Abstract
Introduction Enhanced diagnostic categorisation improves patient access to information, novel therapies and clinical trials. We previously reported the use of a capture based next-generation sequencing (NGS) panel to improve diagnosis of unclassifiable leukemic indolent B-cell Non-Hodgkin's Lymphomas (LI BNHL) in a prospective multicentre study. We report updated findings including 4-year clinical follow up.
Methods 119 patients with LI B-NHL deemed unclassifiable on standard peripheral blood (PB) diagnostics were recruited prospectively from 14 centres around the UK over 4 years. Classic chronic lymphocytic leukaemia (CLL) with Matutes score 4 or 5, CLL-type monoclonal b-cell lymphocytosis (MBL), mantle cell lymphoma (MCL), hairy cell leukaemia (HCL), high grade lymphoma and non-clonal lymphocytosis on standard PB diagnostics were excluded. Sequencing methods using the EuroClonality-NDC assay and analyses for small variants, copy number variants (CNVs) and translocations were described previously (Cross et al. ASH 2020). EuroClonality-NDC confirmed IGH,IGK and/or IGL clonality in all cases. DNA was analysed by 450/850K Illumina methylation array at Ohio State University to provide a DNA methylation-based classifier, as previously described by Yamaguchi et al. Kaplan-Meier method was used to calculate overall survival.
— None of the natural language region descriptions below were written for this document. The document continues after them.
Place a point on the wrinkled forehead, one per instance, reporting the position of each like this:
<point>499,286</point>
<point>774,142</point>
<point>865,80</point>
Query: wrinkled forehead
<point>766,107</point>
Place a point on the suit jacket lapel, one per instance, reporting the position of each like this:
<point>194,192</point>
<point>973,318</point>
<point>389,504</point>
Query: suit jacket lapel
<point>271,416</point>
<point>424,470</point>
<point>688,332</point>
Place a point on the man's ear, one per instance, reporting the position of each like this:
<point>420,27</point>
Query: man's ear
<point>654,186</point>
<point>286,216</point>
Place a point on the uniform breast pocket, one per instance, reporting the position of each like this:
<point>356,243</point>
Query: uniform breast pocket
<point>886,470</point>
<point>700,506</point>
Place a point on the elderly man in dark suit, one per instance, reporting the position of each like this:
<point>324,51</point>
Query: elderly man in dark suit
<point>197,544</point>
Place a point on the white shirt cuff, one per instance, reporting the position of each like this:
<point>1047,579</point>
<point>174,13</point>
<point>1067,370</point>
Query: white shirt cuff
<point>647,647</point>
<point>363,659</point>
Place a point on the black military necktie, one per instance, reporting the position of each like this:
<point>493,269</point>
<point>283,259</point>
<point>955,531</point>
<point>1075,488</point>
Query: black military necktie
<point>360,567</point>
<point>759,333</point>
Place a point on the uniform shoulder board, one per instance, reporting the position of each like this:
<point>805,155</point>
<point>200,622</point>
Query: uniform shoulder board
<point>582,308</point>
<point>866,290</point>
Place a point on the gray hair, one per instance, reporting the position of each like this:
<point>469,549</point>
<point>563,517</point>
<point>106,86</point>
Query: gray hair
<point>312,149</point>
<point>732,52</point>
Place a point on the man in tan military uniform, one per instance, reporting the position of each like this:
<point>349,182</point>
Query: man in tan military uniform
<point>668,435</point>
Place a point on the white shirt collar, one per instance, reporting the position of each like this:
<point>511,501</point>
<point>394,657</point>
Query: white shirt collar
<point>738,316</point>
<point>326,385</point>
Results At 4-year follow up, combining clinical presentation, imaging, morphology, immunophenotyping, somatic mutations and structural variants, 73/119 (61%) of patients could be assigned a diagnostic category with medium to high confidence in most cases. Categories assigned included marginal zone lymphoma (MZL), atypical CLL (aCLL), MCL, lymphoplasmacytic lymphoma, follicular lymphoma, HCL and non-CLL MBL. Majority of cases were categorised as MZL 32/73 (44%) and aCLL 16/73 (22%). The remaining 46/119 (39%) cases remained difficult to categorise even with peripheral blood NGS.
Of the MZL cases, 91% were categorised as splenic MZL with 2 nodal MZL and 1 MZL not otherwise specified. 17/32 (53%) of them presented as incidental lymphocytosis and 4/32 (13%) had B symptoms. 22/32 (69%) had documented clinical or radiological evidence of splenomegaly. CD5, ROR1 and CD43 were negative in most cases and CD200 was positive in the majority. NGS detected somatic mutations in 88% of cases. KLF2, TP53 and NOTCH2 were the most common variants. Most common CNVs included 7q-, which was detected in 13/29 (45%) of SMZL cases. Of these 13 cases, 10/13 (77%) had documented splenomegaly. 3 of these cases with 7q- did not have splenomegaly at baseline but developed it during follow up suggesting 7q- could be a predictive marker for development of SMZL. Co-occurrence of trisomy 3 and 18 was found in 3/32 (9%) of cases. t(7;14) CDK6::TRAF associated with SMZL was detected in 1 case. 24/32 (75%) of cases had methylation signatures consistent with SMZL.
In the aCLL cohort, 9/16 (56%) presented as incidental lymphocytosis and 3/16 (19%) had B symptoms. 8/16 (50%) and 2/16 (13%) had lymphadenopathy and splenomegaly respectively. Most cases were positive for CD5, ROR1, CD200 and CD81. CD20 expression was moderate to strong in 15/16 (94%) of cases. NGS detected somatic mutations in 71% of cases, with the most common being BIRC3 variant. Most common CNVs include gain of 12 and 13q- in 10/16 (63%) and 4/16 (25%) of cases respectively. t(14;19) IGH::BCL3 involving upstream cluster for BCL3 breakpoint was detected in 2 cases. 13/16 (81%) showed methylation signatures within the HP-CLL or LP-CLL epigenetic clusters.
Amongst the whole cohort, 19 cases were lost to follow up and excluded from outcome analysis. 46/100 (46%) of patients needed treatment intervention, including 13/27 (48%) and 10/14(71%) of patients with MZL and aCLL. High grade transformation occurred in 4 patients. 17 patients died with 3 disease-related deaths. 4-year overall survival was 85%, 83% and 92% for the whole cohort, MZL and aCLL respectively.
Conclusions Multiparametric integration including NGS data on small variants, copy number changes and structural variants, improves diagnostic categorisation of LI B-NHL on peripheral blood when classic CLL, MCL and HCL have been excluded by immunomorphology and standard FISH testing. This can potentially reduce the need for invasive diagnostic procedures and time to diagnosis while improving access to targeted treatment and clinical trials. A DNA methylation-based classifier is a promising tool for use in these challenging cases.